Les semaines suivant le départ de Ryan furent plus difficiles que ce qu’Élena avait imaginé. Elle se retrouvait souvent seule dans son appartement, à se concentrer sur ses dossiers, mais une partie d’elle semblait toujours manquer. Elle s’était habituée à sa présence, à sa chaleur, et à ses baisers furtifs. Sans lui, l’appartement semblait plus grand, les journées plus longues.
Elle prit néanmoins du temps pour elle, pour se redécouvrir. Elle se plongea dans de nouveaux projets professionnels, régla des litiges plus audacieux, et se laissa emporter par des soirées entre amis, des discussions qui l’amusaient mais ne comblaient pas ce vide. Elle ressentait l’écho de son absence, mais elle comprenait aussi que cette solitude était nécessaire pour qu’elle puisse se redéfinir.
Elle commença même à voyager un peu par le biais de son travail, prenant au passage quelques escapades pour elle-même. La France, l’Italie, des endroits qu’elle avait toujours voulu visiter, mais auxquels elle n’avait jamais accordé de temps.

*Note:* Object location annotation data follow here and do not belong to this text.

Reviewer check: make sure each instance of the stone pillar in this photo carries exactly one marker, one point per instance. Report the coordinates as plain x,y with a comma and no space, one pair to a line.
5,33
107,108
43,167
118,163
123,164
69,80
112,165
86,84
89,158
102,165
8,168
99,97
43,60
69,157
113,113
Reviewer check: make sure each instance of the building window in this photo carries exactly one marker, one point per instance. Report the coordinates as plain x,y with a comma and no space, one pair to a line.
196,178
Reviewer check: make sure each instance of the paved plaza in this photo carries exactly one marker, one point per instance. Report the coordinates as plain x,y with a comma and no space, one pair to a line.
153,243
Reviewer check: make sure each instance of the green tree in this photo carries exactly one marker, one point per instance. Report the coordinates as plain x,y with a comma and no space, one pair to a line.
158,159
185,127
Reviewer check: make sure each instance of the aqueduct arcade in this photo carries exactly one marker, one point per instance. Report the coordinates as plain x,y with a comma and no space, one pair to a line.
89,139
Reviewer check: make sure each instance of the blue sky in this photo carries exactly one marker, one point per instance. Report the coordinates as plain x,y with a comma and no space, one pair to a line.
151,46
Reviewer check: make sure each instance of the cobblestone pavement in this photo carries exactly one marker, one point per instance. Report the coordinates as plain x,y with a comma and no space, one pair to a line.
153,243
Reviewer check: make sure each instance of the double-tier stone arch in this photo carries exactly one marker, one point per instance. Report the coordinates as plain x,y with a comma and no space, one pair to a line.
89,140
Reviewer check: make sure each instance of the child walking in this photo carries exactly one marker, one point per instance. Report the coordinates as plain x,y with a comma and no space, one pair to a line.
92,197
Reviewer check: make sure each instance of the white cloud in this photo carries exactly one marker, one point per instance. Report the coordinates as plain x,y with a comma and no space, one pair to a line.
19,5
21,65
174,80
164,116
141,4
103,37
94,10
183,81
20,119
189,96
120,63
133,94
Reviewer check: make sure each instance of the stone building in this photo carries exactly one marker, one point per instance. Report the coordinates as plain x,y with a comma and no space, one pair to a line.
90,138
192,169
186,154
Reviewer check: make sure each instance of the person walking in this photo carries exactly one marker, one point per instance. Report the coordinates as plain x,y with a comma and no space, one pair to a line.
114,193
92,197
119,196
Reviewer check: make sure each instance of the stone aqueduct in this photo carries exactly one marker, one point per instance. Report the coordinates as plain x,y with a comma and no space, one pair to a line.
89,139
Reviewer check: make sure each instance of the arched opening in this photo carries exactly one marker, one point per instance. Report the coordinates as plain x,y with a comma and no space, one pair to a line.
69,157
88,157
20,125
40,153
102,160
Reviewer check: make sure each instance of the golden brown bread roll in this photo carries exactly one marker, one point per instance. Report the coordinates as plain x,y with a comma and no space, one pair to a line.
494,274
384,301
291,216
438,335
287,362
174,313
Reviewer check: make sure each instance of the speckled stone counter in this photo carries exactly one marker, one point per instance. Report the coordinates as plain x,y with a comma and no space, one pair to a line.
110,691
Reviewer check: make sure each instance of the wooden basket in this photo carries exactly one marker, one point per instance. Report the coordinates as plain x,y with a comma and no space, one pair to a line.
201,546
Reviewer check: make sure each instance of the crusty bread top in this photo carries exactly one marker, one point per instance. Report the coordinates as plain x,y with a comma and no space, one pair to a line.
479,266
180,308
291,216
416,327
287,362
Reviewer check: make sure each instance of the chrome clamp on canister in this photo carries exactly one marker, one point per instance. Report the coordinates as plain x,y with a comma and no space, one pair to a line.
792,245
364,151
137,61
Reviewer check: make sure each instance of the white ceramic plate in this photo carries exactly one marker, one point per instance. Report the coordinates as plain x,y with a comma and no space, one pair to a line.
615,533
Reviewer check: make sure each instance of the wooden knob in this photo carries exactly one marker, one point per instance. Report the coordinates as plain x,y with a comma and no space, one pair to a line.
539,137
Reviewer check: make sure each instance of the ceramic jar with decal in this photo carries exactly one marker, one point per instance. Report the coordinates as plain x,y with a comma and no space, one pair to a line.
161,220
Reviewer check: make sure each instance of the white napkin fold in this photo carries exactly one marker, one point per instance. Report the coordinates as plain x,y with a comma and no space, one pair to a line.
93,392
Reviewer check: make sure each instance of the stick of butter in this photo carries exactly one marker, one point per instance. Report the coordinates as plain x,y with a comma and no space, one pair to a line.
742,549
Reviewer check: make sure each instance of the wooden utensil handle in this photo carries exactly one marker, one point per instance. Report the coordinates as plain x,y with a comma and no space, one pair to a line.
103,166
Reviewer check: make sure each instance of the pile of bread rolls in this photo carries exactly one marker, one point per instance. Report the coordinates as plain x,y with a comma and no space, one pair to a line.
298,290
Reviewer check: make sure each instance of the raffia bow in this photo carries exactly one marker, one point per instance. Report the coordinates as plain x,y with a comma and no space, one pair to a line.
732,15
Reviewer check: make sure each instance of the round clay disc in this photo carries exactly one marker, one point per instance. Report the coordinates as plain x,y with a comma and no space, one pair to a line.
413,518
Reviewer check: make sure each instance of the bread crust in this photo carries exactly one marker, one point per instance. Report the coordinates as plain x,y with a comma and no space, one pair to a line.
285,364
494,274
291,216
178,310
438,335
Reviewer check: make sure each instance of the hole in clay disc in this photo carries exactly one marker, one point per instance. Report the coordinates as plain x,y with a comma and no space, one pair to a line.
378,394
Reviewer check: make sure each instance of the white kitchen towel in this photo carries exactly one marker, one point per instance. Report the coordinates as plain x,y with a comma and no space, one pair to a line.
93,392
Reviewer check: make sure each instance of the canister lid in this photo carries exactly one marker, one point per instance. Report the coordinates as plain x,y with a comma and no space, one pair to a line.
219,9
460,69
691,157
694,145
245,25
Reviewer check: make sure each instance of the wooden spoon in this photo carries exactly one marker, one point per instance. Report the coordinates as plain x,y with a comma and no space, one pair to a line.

Suivant le parcours de son homme, elle s'était toujours arrangée pour ne pas se retrouver dans la même ville que lui au risque de le croiser. Ce n'était pas parce qu'elle n'en avait pas envie. Loin de là. Elle ne voulait juste pas craquer et devoir subir un autre au-revoir après une nuit passée dans ses bras. La dernière fois avait été largement suffisant pour lui arracher le cœur et elle ne voulait plus revivre l'expérience de si tôt.
Ces voyages furent un soulagement, un moyen de se reconnecter avec elle-même, sans les attentes de son travail ou de sa relation avec Ryan.
Cependant, une partie d’elle attendait toujours son retour. Elle savait que la distance était un test. Chaque message, chaque appel de Ryan la faisait sourire, mais en même temps, elle sentait une distance qui grandissait. La peur de s’éloigner l’un de l’autre était une réalité à laquelle elle devait faire face. Mais elle se rendait compte qu’elle avait changé, elle aussi. La relation avec Ryan, bien qu’intense et passionnée, l’avait poussée à mieux se comprendre, à savoir ce qu’elle voulait vraiment. Et cette certitude grandissait de jour en jour.
Que faisait-il à cet instant précis ? se demanda-t-elle sans oser l'appeler.
Paris, son ultime destination. Le dernier jour de sa tournée internationale se soldait par une exposition de ses œuvres fards aux côtés de celles de Baron Harvey, son mentor grâce à qui il avait eu cette opportunité et qui l'avait accompagné durant tous ses déplacements.
Alors qu'il était plongé dans une discussion de groupe avec quelques invités, ses yeux se posèrent sur le dos d'une femme. Sa chevelure ressemblait fortement à celle d'Élena et cela lui fit rater un battement à son cœur. Il savait qu'elle avait eu à effectuer quelques petits voyages professionnels et il n'avait pas oser lui proposer une rencontre même lorsqu'ils se retrouvaient dans un même pays. Mais cette fois-ci était-elle venue à Paris sans le lui dire ?
Sa question ne resta pas longtemps sans réponse car la seconde d'après la femme se retourna. Ce n'était pas Élena.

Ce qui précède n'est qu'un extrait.